But I was not able to find this natural frequency. I noticed that Subdyn calculates natural frequency of the substructure (platform) from sea bed to the interface level (bottom of tower) and in my case it is about 4.5 Hz. But i did not find the whole natural frequency. Does FAST consider internal water and added mass in natural frequency calculations?
I have read in a post in this forum that you recommended to compute the PSD (or FFT) of FAST time series and identifying the frequency peaks. Is there any other way to find the whole natural frequency?
I believe the forum topic you are referring to (http://forums.nrel.gov/t/natural-frequencies-with-fast-v8/1211/1) answers your question. Until the linearization functionality has been added to FAST v8, computing the PSD (or FFT) of FAST time series and identifying the frequency peaks is the most straightforward way of identifying full-system natural frequencies.
Thank you for your reply. According to your answer, I tried to compute FFT of FAST time series. What I have done:
I ran FAST with just hydrodynamic loading (White noise spectrum as you recommended in one of your posts) and I did not include wind. Then, I generated time history of for-aft displacement at top of tower. I computed the FFT of this time history and plotted. I have some doubts about it
1- Is my method OK? (fft of displacement at top tower (F-A) when we just generate wave spectrum (white noise))
2- I expected few frequency peaks (1st natural frequency around 0.29 , 2st around 1.3 , 3st around 3.5, and so on). But in the plot I can see the first natural frequency is 0.183 hrtz and it is different from what it should be and I can’t tell other peaks (In case of not having filter).
3-Then, after searching I found out that I need to use low pass filter for my frequencies. But I noticed that it is very sensitive to filtering coefficients (order and …). I changed (b) and (a) in butter command and the best response I got is from these values. But I am not sure it is right.
Ts is my time step =0.01 sec
I uploaded time history and FFT plots with filtering and without filtering.
Could you please kindly have a look at them and give me some hints?
I’m not familiar with the filtering approach you’ve taken; if filtering is needed, I would typically filter the PSD directly rather than time series.
I’m not sure where you are getting the frequencies of 0.29, 1.3, and 3.5 Hz. For the OC3-monopile model, I would expect the 1st fore-aft bending mode frequency to be around 0.25 Hz and the 2nd fore-aft bending mode frequency to be around 2.5 Hz.

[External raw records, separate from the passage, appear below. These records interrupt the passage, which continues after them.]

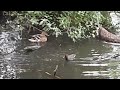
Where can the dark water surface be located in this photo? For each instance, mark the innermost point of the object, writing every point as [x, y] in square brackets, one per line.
[93, 60]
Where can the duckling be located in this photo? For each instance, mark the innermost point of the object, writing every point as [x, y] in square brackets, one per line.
[69, 57]
[39, 37]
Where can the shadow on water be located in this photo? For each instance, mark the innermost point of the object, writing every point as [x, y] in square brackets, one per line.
[94, 59]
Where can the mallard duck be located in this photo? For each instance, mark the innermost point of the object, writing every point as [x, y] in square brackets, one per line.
[69, 57]
[39, 37]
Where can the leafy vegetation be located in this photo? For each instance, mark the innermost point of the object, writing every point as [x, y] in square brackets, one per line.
[76, 24]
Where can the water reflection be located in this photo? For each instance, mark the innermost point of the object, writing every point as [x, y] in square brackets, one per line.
[94, 59]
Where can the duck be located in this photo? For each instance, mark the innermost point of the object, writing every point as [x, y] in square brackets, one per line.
[39, 37]
[69, 57]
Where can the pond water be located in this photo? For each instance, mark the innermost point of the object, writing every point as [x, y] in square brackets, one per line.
[94, 60]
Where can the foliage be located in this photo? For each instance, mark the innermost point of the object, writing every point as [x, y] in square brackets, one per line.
[77, 24]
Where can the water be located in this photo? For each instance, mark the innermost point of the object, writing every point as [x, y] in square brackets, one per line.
[94, 60]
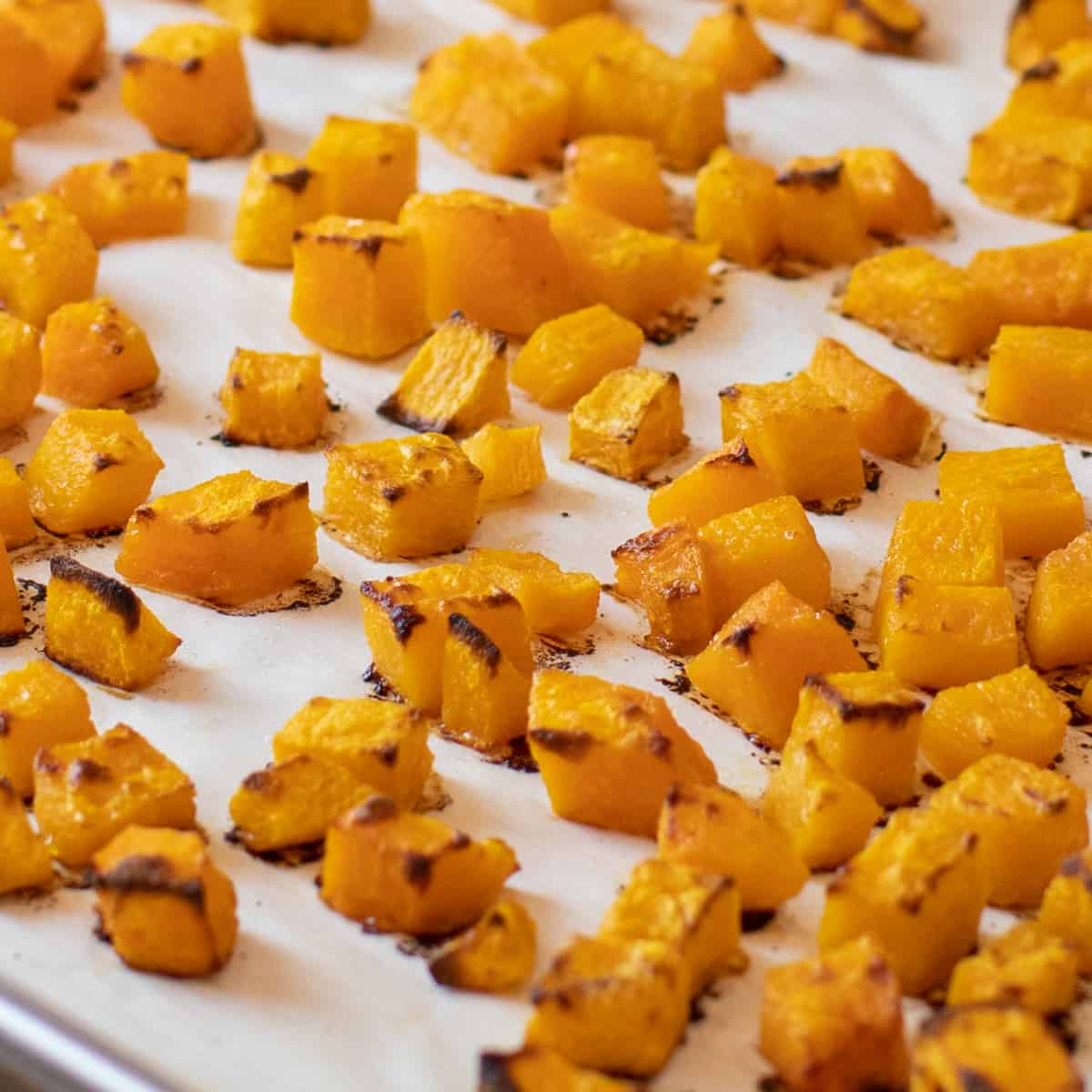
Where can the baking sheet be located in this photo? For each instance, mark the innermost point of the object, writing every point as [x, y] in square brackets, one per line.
[309, 1000]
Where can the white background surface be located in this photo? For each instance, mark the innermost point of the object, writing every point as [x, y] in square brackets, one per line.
[309, 1000]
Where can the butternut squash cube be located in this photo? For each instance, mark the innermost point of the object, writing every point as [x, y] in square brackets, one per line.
[403, 498]
[163, 904]
[834, 1021]
[524, 281]
[486, 98]
[715, 830]
[279, 196]
[639, 274]
[1016, 714]
[698, 915]
[456, 383]
[46, 258]
[565, 359]
[800, 432]
[134, 197]
[1031, 487]
[827, 817]
[397, 872]
[187, 83]
[666, 574]
[39, 707]
[86, 793]
[91, 470]
[756, 664]
[736, 207]
[382, 743]
[922, 303]
[276, 399]
[599, 991]
[359, 287]
[228, 541]
[918, 890]
[511, 460]
[607, 753]
[93, 353]
[621, 176]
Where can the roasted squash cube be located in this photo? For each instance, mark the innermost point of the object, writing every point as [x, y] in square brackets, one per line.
[163, 905]
[715, 830]
[565, 359]
[402, 873]
[921, 301]
[600, 991]
[402, 498]
[86, 793]
[629, 424]
[187, 83]
[206, 541]
[610, 753]
[834, 1021]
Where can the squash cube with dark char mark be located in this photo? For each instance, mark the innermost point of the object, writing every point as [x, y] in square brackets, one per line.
[609, 753]
[164, 905]
[403, 873]
[227, 541]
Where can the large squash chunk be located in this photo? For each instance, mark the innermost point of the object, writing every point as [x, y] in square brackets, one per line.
[402, 498]
[86, 793]
[163, 905]
[91, 470]
[397, 872]
[187, 82]
[610, 753]
[834, 1021]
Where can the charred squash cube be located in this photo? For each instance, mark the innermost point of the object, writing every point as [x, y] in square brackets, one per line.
[187, 83]
[403, 498]
[86, 793]
[228, 541]
[164, 905]
[610, 753]
[402, 873]
[456, 383]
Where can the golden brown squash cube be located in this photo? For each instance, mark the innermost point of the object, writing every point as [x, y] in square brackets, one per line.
[800, 432]
[402, 498]
[487, 98]
[600, 991]
[86, 793]
[187, 82]
[1016, 714]
[134, 197]
[629, 424]
[924, 304]
[456, 383]
[46, 258]
[610, 753]
[93, 353]
[494, 956]
[834, 1022]
[918, 890]
[276, 399]
[359, 287]
[715, 830]
[525, 281]
[382, 743]
[228, 541]
[565, 359]
[39, 707]
[98, 627]
[163, 905]
[402, 873]
[279, 196]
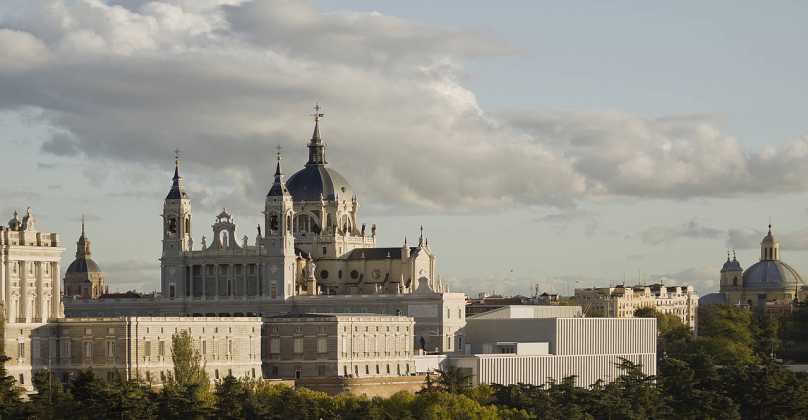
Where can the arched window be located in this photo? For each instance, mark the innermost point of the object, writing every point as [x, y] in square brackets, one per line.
[224, 237]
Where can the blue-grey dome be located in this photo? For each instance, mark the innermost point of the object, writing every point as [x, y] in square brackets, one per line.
[731, 265]
[83, 265]
[771, 274]
[309, 183]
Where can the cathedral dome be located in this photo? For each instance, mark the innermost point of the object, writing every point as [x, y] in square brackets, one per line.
[771, 274]
[731, 265]
[315, 180]
[83, 265]
[309, 183]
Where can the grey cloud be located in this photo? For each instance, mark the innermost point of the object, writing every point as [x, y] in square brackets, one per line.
[61, 145]
[692, 229]
[227, 81]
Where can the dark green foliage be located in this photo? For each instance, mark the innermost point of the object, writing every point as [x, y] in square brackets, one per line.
[10, 402]
[726, 373]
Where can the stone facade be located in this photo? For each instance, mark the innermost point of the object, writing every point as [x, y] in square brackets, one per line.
[439, 317]
[312, 242]
[328, 345]
[622, 301]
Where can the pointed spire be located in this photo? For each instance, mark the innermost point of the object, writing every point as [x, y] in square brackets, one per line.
[279, 186]
[83, 244]
[177, 190]
[316, 146]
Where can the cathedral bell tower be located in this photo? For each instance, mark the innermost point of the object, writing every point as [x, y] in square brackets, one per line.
[176, 234]
[279, 240]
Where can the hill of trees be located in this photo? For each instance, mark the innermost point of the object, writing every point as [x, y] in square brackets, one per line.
[727, 372]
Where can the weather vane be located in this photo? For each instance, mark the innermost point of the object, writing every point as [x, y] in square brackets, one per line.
[317, 114]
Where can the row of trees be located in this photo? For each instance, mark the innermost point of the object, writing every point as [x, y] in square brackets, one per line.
[727, 372]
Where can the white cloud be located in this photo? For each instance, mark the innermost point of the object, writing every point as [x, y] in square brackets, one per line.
[692, 229]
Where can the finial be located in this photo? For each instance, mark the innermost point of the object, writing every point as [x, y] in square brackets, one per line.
[317, 114]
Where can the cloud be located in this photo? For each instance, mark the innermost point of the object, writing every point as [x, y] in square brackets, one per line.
[746, 238]
[563, 220]
[703, 279]
[690, 230]
[134, 274]
[226, 81]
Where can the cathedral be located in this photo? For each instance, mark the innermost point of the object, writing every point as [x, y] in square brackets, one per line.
[312, 243]
[770, 283]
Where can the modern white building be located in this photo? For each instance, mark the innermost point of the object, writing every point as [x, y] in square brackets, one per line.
[537, 350]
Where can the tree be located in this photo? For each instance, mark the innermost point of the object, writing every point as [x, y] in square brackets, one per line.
[728, 334]
[453, 380]
[10, 402]
[51, 400]
[186, 392]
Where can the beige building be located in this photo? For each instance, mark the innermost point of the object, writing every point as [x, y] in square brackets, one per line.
[338, 345]
[622, 301]
[312, 243]
[537, 350]
[35, 335]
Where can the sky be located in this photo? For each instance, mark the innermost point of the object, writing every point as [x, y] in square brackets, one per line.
[564, 145]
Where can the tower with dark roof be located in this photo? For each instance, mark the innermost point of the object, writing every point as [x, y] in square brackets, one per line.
[176, 234]
[279, 241]
[83, 277]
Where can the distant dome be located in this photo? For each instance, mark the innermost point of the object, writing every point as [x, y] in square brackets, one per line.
[83, 265]
[771, 274]
[730, 266]
[312, 181]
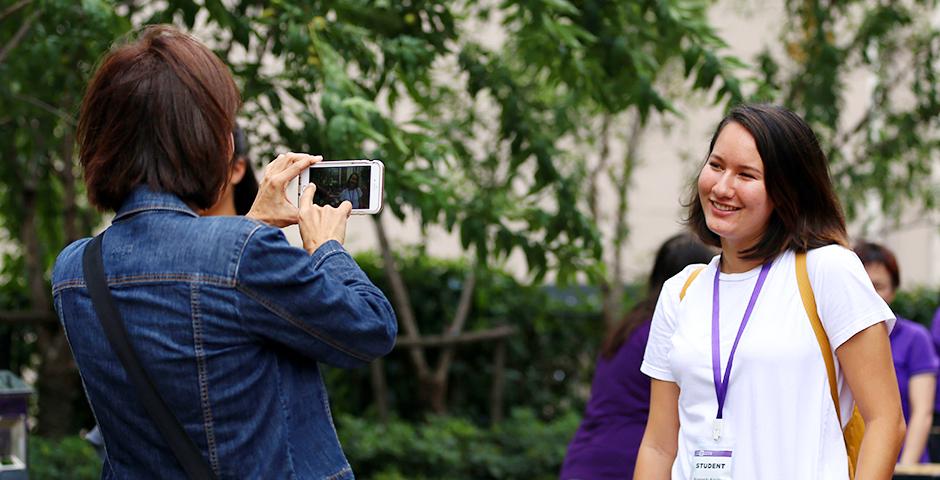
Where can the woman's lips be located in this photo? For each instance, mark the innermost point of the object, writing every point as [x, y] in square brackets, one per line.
[722, 208]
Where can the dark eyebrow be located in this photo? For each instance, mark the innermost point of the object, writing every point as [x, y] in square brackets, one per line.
[744, 167]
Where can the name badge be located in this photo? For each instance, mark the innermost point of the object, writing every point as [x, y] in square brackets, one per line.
[711, 464]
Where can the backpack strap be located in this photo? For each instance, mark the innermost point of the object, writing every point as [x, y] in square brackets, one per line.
[854, 429]
[809, 304]
[184, 449]
[688, 281]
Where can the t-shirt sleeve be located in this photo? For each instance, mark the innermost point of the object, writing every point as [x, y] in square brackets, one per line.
[922, 354]
[845, 298]
[656, 359]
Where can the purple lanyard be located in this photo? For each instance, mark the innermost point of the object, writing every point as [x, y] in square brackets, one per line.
[721, 386]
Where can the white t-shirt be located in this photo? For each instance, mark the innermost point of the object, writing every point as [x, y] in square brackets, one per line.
[778, 413]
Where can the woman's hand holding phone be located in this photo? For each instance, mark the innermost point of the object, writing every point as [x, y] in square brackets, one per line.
[319, 225]
[271, 206]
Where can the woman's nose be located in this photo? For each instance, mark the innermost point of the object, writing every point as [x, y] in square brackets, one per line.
[724, 187]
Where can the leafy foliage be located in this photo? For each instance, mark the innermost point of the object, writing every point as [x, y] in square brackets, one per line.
[67, 458]
[887, 153]
[549, 360]
[918, 305]
[523, 447]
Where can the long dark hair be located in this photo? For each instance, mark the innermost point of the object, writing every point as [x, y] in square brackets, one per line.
[806, 213]
[674, 255]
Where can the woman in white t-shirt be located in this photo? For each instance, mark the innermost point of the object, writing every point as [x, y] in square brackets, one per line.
[764, 194]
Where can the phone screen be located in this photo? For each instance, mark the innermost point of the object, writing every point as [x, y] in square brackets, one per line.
[338, 184]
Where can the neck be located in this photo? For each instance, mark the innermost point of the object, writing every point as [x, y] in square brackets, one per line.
[731, 261]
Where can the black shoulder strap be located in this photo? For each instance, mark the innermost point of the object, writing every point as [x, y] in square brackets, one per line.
[186, 451]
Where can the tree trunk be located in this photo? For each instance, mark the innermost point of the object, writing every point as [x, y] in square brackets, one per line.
[57, 384]
[434, 393]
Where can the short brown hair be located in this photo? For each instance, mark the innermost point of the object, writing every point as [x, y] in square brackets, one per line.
[873, 253]
[159, 112]
[806, 212]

Otherwise, your approach sounds OK. From your data, it doesn’t look like your white noise extends beyond about 0.5 Hz, which is probably why you can’t see the higher modes. Have you set the high cut-off frequency (WvHiCOff) in HydroDyn to be around 0.5 Hz (WvHiCOff is actually specified in HydroDyn in rad/s)? If so, I would increase this to a higher frequency to excite the higher-frequency modes. If you haven’t already, I would also disable the 2nd-order waves (both sum and difference frequency) in HydroDyn to ensure that the white noise waves have equal energy across all frequencies of interest.
I just have a quick question regarding Platform mass in Elastodyn.
I noticed that in OC3-Monopile input files, platform mass and platform inertia for roll and pitch are 0. But in OC4-Jacket input files, they are non-zero (666 ton for PtfmMass).
I was thinking maybe 666 ton is weight of transition piece for the Jacket
What is exactly platform mass and when do we need to consider it?
When modeling fixed-bottom offshore wind turbines in FAST v8, the platform mass and inertia in ElastoDyn can be used to model heavy and rigid transition pieces that one would not want to model as a flexible body in either the ElastoDyn tower or SubDyn substructure models. In the OC4 jacket, for example, the substructure is connected to the tower via a large and heavy concrete block. For our FAST model of the OC4 jacket, we used the platform mass and inertia in ElastoDyn to model this concrete block.
Given the fact that I dont model transition piece (Actually in the area that I have transition piece, I add thickness of transition piece to thickness of monopile), platform mass is zero. But I have some doubts about PtfmCMzt and PtfmRefzt.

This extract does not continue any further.